Long Trax Productions – 31st January 2024
Christopher Nosnibor
The brief liner notes are almost as perplexing as the cover art and the rest of Will Long’s Bandcamp page. I mean, you might think that the title is the key here. While clocking in around the eleven-minute mark, these compositions, as much as they’re far from short, well, I’ve certainly heard many longer trax, with many albums featuring a single twenty-minute piece on each side. But of course, it’s a pun. Sort of. Regardless, spreading these four tracks across four sides of vinyl feels somewhat indulgent, although I won’t go quite as far as to say exploitative, despite the temptation.
Will Long has to date created an extensive catalogue of work, both with Celer, since 2004, and as a solo artist – and when I say ‘extensive’, I mean extensive, with Celer having released around a hundred albums (if you include collaborations and compilations), and his solo output is equally overwhelming in volume. The Long Trax releases have arrived sporadically between other releases, and are broadly connected, in stylistic terms. As Long puts it, ‘round 4 of the Long Trax series [is] the pivotal moment of truth. Four new deep cuts spread across 4 sides of vinyl in dual sleeves, and spun onto disc. An all-analog, hardware machine affair, full of glacial pads and icy stabs, rhythm composure (composer) sequences, round booming basslines, and narrators from beyond. It’s the real thing, still chugging along.’
Less than a minute into ‘One in the Future’, I’m feeling late 90s chilled techno vibes, and I’m dragged back to a handful of club experiences where I fucking hated the music and I hated the posers.

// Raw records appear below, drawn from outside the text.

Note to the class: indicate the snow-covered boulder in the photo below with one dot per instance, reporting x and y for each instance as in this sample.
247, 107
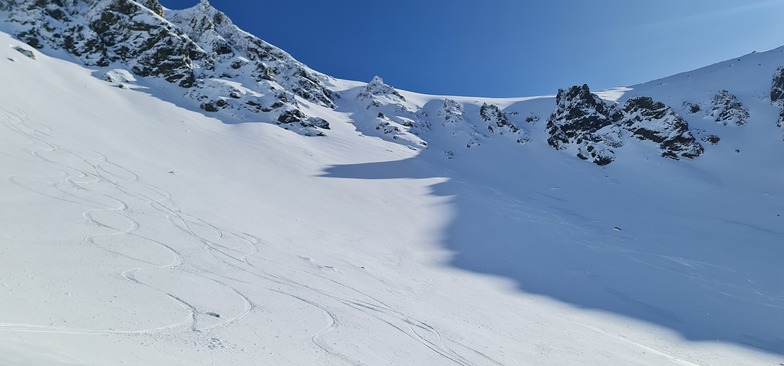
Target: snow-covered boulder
377, 89
499, 123
586, 122
594, 128
777, 93
200, 49
654, 121
727, 109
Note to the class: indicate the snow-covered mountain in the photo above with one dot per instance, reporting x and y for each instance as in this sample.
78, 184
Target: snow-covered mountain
155, 212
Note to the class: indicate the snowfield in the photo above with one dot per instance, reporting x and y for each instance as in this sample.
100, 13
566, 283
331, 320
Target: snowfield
135, 231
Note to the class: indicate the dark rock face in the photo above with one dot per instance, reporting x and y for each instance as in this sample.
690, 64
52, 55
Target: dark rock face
711, 139
496, 117
777, 89
595, 128
654, 121
377, 88
777, 93
111, 31
194, 48
727, 109
692, 108
584, 120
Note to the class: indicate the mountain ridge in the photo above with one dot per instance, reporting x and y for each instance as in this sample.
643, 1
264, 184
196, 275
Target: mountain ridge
240, 77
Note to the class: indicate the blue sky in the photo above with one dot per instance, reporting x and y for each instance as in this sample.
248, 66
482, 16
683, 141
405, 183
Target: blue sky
506, 48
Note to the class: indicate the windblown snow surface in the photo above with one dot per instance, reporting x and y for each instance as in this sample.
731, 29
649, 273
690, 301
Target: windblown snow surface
134, 231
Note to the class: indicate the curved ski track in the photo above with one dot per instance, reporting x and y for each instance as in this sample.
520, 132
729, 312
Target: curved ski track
114, 195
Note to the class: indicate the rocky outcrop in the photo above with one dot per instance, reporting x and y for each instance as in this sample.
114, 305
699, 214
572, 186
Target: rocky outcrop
103, 32
584, 121
594, 128
727, 109
499, 123
200, 49
377, 88
777, 93
653, 121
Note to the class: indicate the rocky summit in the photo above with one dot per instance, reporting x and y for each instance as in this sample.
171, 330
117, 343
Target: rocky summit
223, 71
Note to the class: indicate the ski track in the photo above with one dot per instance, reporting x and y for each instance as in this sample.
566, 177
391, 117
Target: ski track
83, 180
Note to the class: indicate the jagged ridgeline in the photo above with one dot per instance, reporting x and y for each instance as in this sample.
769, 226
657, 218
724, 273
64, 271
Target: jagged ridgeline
199, 49
231, 73
594, 128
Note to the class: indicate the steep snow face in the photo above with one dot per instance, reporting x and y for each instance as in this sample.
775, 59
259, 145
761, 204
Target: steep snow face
103, 32
199, 49
139, 232
727, 109
653, 121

I’ll admit, I’ve always had something of a fraught relationship with dance music and its culture. I suppose I’ve generally leaned towards rock, but have found spaces in my head and heart for some dance and adjacent, loving the KLF from the start, and so much of the electronic music from the late 70s and early 80s. Chris and Cosey’s Trance is a straight-up dance album, and I dig it not just because it’s a Throbbing Gristle-related release. But, as I discovered when visiting a club in Brighton on visiting friends in the late 90s, some stuff, I just struggle to connect with. And this is it. To add to my story, I attended an Optimo night in Glasgow in 2004 to see Whitehouse. It was a strange event, in that most were there for the downtempo dance, which was halted for three quarters of an hour while William Bennet and Philip Best cranked out the most punishing, ear-shredding set to the sheer horror of the majority, before smooth beats returned, to their relief. My experience was inverse to the majority. Whitehouse did not go down well: the end of their set did. As the relentless bouncing beats returned, I was happy to leave, as were my whistling, devastated ears.

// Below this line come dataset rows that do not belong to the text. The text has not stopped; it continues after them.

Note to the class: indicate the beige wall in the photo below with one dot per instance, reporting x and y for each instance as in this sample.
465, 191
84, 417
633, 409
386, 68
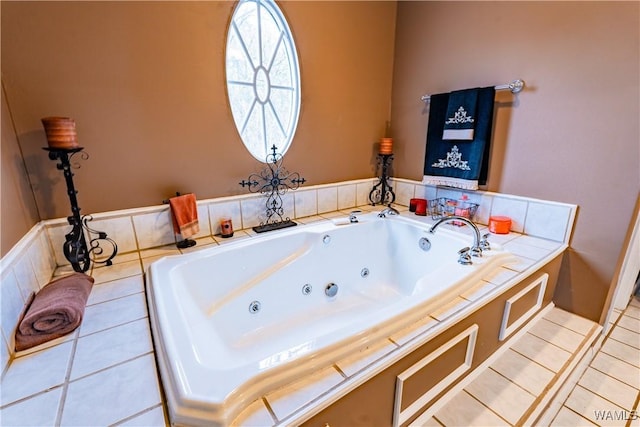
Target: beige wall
17, 207
572, 135
145, 83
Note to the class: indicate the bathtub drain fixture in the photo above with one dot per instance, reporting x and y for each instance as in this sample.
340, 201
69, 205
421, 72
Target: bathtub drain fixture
424, 244
254, 307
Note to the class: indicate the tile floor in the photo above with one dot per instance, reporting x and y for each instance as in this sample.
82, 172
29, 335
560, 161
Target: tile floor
104, 373
606, 393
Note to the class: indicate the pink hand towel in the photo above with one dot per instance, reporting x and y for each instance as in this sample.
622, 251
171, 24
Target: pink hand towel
54, 311
185, 215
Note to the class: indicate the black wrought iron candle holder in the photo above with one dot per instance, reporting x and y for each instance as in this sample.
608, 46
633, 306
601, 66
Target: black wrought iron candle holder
273, 181
382, 192
75, 247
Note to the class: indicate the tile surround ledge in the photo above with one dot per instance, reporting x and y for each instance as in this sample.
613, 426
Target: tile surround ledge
31, 263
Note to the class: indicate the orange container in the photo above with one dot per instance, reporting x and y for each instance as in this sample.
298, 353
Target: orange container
386, 146
499, 224
61, 132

‘One in the Future’ is the longest eleven minutes of nondescript sonic wallpaper I have had the pain to endure in over a decade. It’s the monotony that hurts. It’s soulless, tedious, and nothing happens. And this is a fair summary of the album as a whole. To my ear, to my mind, to my insides, it feels so devoid of… anything that I can connect to. The samples blare, the squelchy synths blip and bloop and pulsate over tedious beats and maybe I need different drugs or a different brain, but this is relentlessly tedious, monotonous and crushingly dull. Get me out of here!